Laghi, maggiori e minori, e fiumi che possono andare a braccetto con quelli del Guatemala: il Rio Motagua, le cascate del Quichè, i laghi di Izabal, Rio Dulce, Petén Itza, il grande cratere di Atitlan.
Insomma un legame geografico misurato sulla gradevolezza paesaggistica dei luoghi e su un possibile denominatore comune definito dall'acqua, veicolo di vita e di libertà.
Introdotti da queste naturali vicende, nel febbraio scorso, a me e a Ruggero Rizzini, ci fu data l'opportunità di conoscere da vicino le ragazze i ragazzi della scuola media di Varano Borghi.
Ricordiamo quel giorno con estremo favore e compiacimento: ragazzi attenti, classi interessate, insegnanti puntualissimi. Tutti attenti alle nostre parole a commento di alcune immagini che illustravano i luoghi del Guatemala solitamente da noi visitati.
Immagini e luoghi ormai facen
ti parte del nostro lessico e della nostra biografia.
Il fatto importante di quel giorno - ed ecco il secondo filo d'unione - e' stato il tema della solidarietà. Non bisogna mai rinunciare alla 'relazione': si comincia dall'acqua, dalla morfologia del paesaggio, anche se dai tratti abbastanza comuni,... e si arriva alle persone; ed ecco crearsi, ampliando la conoscenza, situazioni di feconda sim-patia.

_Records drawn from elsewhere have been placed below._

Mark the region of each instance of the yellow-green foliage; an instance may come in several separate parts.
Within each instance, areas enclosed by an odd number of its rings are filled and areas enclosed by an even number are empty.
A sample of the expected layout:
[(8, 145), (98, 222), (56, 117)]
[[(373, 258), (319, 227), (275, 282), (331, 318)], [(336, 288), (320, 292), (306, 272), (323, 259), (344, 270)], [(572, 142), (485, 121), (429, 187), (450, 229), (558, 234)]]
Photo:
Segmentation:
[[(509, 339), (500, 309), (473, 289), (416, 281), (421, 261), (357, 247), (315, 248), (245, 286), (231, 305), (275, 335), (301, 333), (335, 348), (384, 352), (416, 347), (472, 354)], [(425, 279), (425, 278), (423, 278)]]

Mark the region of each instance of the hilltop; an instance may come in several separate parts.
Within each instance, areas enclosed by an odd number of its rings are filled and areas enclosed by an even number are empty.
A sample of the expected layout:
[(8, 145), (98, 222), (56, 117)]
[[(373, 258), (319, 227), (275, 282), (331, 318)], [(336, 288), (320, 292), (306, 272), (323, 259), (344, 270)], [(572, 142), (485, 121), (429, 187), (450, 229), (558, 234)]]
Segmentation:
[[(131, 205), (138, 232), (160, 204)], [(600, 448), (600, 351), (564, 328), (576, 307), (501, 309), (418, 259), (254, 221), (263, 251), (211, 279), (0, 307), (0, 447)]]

Simpatia, nel nostro caso, significa condivisione delle nostre attività, e sostegno da parte di questa bella realtà scolastica ai nostri progetti. Sostegno economico lanciato e diretto dal dinamico comitato genitori le cui risultanze sono state utilizzate per appoggiare le esigenze delle bimbe della Casa di Mazatenango, e per affrontare i gravissimi danni causati dall'uragano Agatha abbattutosi sul Guatemala nel Maggio scorso.

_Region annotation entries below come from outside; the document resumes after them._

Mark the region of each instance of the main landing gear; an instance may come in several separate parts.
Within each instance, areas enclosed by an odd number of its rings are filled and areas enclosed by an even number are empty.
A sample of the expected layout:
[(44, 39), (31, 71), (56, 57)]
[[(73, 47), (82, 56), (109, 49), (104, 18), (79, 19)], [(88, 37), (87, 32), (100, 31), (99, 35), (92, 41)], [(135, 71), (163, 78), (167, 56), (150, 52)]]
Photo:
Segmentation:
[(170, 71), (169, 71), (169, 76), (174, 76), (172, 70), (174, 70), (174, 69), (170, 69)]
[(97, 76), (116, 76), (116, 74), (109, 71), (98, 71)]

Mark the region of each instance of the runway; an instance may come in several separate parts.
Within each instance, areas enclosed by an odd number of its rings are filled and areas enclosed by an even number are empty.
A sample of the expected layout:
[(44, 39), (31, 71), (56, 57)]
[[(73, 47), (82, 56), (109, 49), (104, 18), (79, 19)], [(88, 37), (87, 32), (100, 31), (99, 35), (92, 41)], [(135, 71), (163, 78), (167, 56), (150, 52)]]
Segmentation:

Così vanno le cose,... andassero sempre così!!!
In fondo, anche se non e' scontato nella pratica corrente, i concetti di solidarietà, gratuità e bene comune dovrebbero essere la molecola tipizzante di un vivere civile. Noi a questi principi ci atteniamo, ci speriamo, e all'obiettivo di una società più giusta ed eguale non rinunciamo.
Forse un'u-topia... ma senza grandi ideali da perseguire diventa vana la presenza e il passaggio di ciascuno da queste parti.
L'esempio che ci viene dalla scuola media di Varano Borghi, in questo senso, è un tratto di rosa in mezzo a un cielo imbronciato di nubi. Controdenze d'autore....
Grazie a voi tutti!! Grazie per il cartellone vergato nel Febbraio scorso e portato alla Casa delle bambine...da cui è scaturita una foto...; grazie per la vostra sensibilità; grazie al comitato genitori (un grazie speciale, permettemelo, a Manuela Perucco, con la quale siamo in costante contatto); grazie a tutti gli insegnanti della scuola di Varano e alla prof,sa Rosa Recupero senza il cui interessamento non avremmo potuto costruire questo fantastico 'gemellaggio'...tra Pavia e il lago di Comabbio.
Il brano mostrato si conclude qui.